Again, the Ikogosi Graduate Summer School. The inspiration which fathered this initiative cannot be separated from the spirit of the age or, if you like, the rumble in the region. It is no exaggeration or flattery to aver that the southwestern region of Nigeria is currently going through the kind of change that the country has not experienced since the outset of the present ‘democratic dispensation’ almost a decade and half ago. From Lagos to Ibadan, from Abeokuta to Osogbo, from Akure to Ado-Ekiti, a wave of urban renewal projects and welfarist programmes is transforming the region in a way only witnessed in the Awolowo years. All of a sudden, our cities are beginning to look uncharacteristically clean. Uniformed men and women are seen cleaning the streets and planting trees in the median of inter-urban highways. Urban landscapes are beaming with flowers, and visual poetry proclaims the beauty of our public spaces. Teachers and their students are being provided laptops and opon imo (Ifa must be fascinated at this technological appropriation of its divination tray). Most uncharacteristically in Nigeria, politics is beginning to look like the art of the positively possible. Some change is taking place, messy and problematic in many aspects, but promising, even astonishing in others. Since my arrival some four weeks ago, I have heard people say in southwest cities: things are happening that we never thought were possible. There is a certain sense of motion that is capable of powering up into a movement.  

Governor Kayode Fayemi is both prophet and pundit of that movement and also one of its practical instantiators. A man of letters who has shortened the distance between the governor’s office and the classroom,he knows that no country can ever advance beyond the mental capacity of its people, and that education has no substitute as the sine qua nonfor human development and progress. It does make a difference when the governor of your state is the type that can ring you up in the United States on his way to deliver a lecture at Harvard; or when a couple of weeks later, he is counted among the dignitaries at the lecture of a brilliant friend at Oxford. It does make a difference when a state is governed by somebody who knows the virtues of Omoluabi and is well schooled in his Iwapele philosophy. It does make a difference when you have a leader who is capable of thinking and feeling. The age of the philosopher-king may have been over, but this country and this age are in dire need of the kind of scholar-administrator/leaderso prospectively typified by the Fayemi Ideal; the instance of leadership informed by answerable knowledgeability, and knowledgeability tempered and humanized by enlightened leadership. The instance of a leader who is not allergic to thinking; a thinker who is not afraid of leading.

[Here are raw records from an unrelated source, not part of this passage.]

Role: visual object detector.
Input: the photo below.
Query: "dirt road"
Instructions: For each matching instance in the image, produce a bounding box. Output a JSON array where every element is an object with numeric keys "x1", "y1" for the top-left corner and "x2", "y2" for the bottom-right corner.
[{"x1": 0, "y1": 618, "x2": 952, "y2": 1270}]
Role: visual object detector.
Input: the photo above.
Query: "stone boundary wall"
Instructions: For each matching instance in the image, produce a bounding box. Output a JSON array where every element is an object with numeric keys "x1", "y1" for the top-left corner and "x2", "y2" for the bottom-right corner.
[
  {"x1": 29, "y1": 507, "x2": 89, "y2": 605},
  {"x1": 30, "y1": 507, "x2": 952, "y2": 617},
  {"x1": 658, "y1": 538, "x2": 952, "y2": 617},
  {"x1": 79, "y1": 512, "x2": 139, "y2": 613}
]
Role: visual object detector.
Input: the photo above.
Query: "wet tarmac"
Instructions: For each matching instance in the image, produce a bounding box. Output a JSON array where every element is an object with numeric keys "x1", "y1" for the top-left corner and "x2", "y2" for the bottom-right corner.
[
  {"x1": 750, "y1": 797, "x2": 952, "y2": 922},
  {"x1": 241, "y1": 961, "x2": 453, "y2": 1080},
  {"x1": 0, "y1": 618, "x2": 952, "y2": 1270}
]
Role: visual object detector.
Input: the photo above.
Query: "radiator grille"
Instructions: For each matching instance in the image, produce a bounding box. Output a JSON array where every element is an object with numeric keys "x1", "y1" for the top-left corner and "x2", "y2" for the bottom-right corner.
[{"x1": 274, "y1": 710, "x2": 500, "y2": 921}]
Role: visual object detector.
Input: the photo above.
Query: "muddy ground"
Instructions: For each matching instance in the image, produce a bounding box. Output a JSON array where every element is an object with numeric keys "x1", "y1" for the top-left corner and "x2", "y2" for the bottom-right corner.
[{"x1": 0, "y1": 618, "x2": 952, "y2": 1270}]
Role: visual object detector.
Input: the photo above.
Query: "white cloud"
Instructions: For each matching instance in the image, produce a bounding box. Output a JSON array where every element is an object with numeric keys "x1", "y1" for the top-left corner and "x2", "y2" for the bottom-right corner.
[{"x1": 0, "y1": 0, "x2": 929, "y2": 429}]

But that promise is still unfolding, that ideal is still in the process of steady maturation. There is so much more to think, so much more to do, so much more to accomplish. And as usual, the devil is always in the detail, in the un-seeable, in the ostensibly intangible. For while the present effort in the rehabilitation of our physical infrastructure needs to be pursued with unstinting diligence and alacrity, an equal, even greater, effort must be invested in the rehabilitation of our value system ruined by so many years of military dictatorship and the cannibalistic brigandage of (un)civil politicians. Our people need to be convinced again that corruption is evil – that it is actually possible to get things done without having to offer or receive unhealthy gratification. They have to see through the practical demonstration of good governance that honesty is no stupidity, that moderation is no self-effacement. The monolith of Mammon erected in the Nigerian psyche has to be demolished: time there was when our people used to say
 

Eo fun ruru,        Spectacular as money is
E toniyan       It can never rival the human being
Mo gbose tigbagi    I stubbed a toe
E yo wi ki mi okun   It couldn’t express its sympathy

Wanted and urgently needed, those staple values for which Ekiti people have been known down the ages:  hard work, diligence, tenacity, self-reliance, integrity, dependability, thrift, stubborn aversion to easy money and disdain for unearned wealth, an unquenchable love for knowledge and respect for laakaye, a deep passion for the book. Time to return to the appreciation and cultivation of the beauty of the simple, the straightforward, and the decent. And as the wheels of progress roll on, we must make sure that urban renewal does not trump the need for rural rehabilitation. So much done so far, so much more still waiting to be done. In the words of the immortal Bola Ige, we have (almost) left Egypt, but we have not yet got to the Promised Land (parenthesis mine).
 

Is my keynote already sounding like the Ikogosi Declaration? Just as well. For as I observed earlier on in this brief address, the Ikogosi Graduate Summer School looks very much to me likethe symbol of a much-needed, long-expected restoration and harbinger of further  reformations. It is very much an idea whose gestation has taken a long, meditative period, and whose growth and maturation will depend largely on the continuous commitment of the Ekiti State government and the perennial resourcefulness of its visiting scholars and students. Needless to say, this noble initiative requires a stable and supportive socio-political atmosphere in which to thrive. It is too significant to be allowed to end up as a flash in the pan, too fundamental to end up as a victim of power-shifts and political vicissitude. It is the kind of dream that grows larger than the dreamer and should be allowed to outlive him.
    

So, for the next two weeks, let books abound. Let a thousand ideas contend. Let the teacher do some of the learning the learner some of the teaching. Let Platonic dialogues trade wisdom with Ifa’s gnomic profundities. Let the computer guru acknowledge their debt to the digital divination of Orunmila. Let theory thrive hand in hand with practical functionality. Let warm fact mix up with cold fiction in the true tradition of Ikogosi springs. From the blend let there emerge a tempered sensibility and equable intellectuality which direct our imagination as we train the trainers, commit our various talents and capabilities to the cultivation of the mind, and nudge our reluctant country inch after inch towards the enviable status of that ‘knowledge society’ which Olufemi Taiwo rhapsodizes so touchingly, so unforgettably, in his new (and achingly provocative) book. The Spirit of Ikogosi is on the ascent: the road lies before us like an open book. Arise and take control.

Thank you Governor Fayemi for your roadmap to Good Governance and Enlightenment. Thank you pointing the way to The Land of Honour.
Thank you, Ladies and Gentlemen, for your kind attention.
    
Niyi Osundare
Ibadan,
June 3-15, 2013

Keynote Address by Prof Niyi Osundare at the first Ikogosi Graduate Summer School (IGSS), at the Warm Spring Resort, Ikogosi Ekiti, June 16-29.

References
Fayemi, K. 2012. Reclaiming the Trust: Reflections on Second Year in Office. Publisher not indicated. 2012.
Oladipo, S. 2001. ‘Knowledge and the African Renaissance’. Philopsphia Africana, Vol. 4, No.1, pp.61-67. .
Taiwo, O. 2011. Africa Must Be Modern: The Modern Imperative in Contemporary Africa. A Manifesto.Ibadan: Bookcraft,  2011.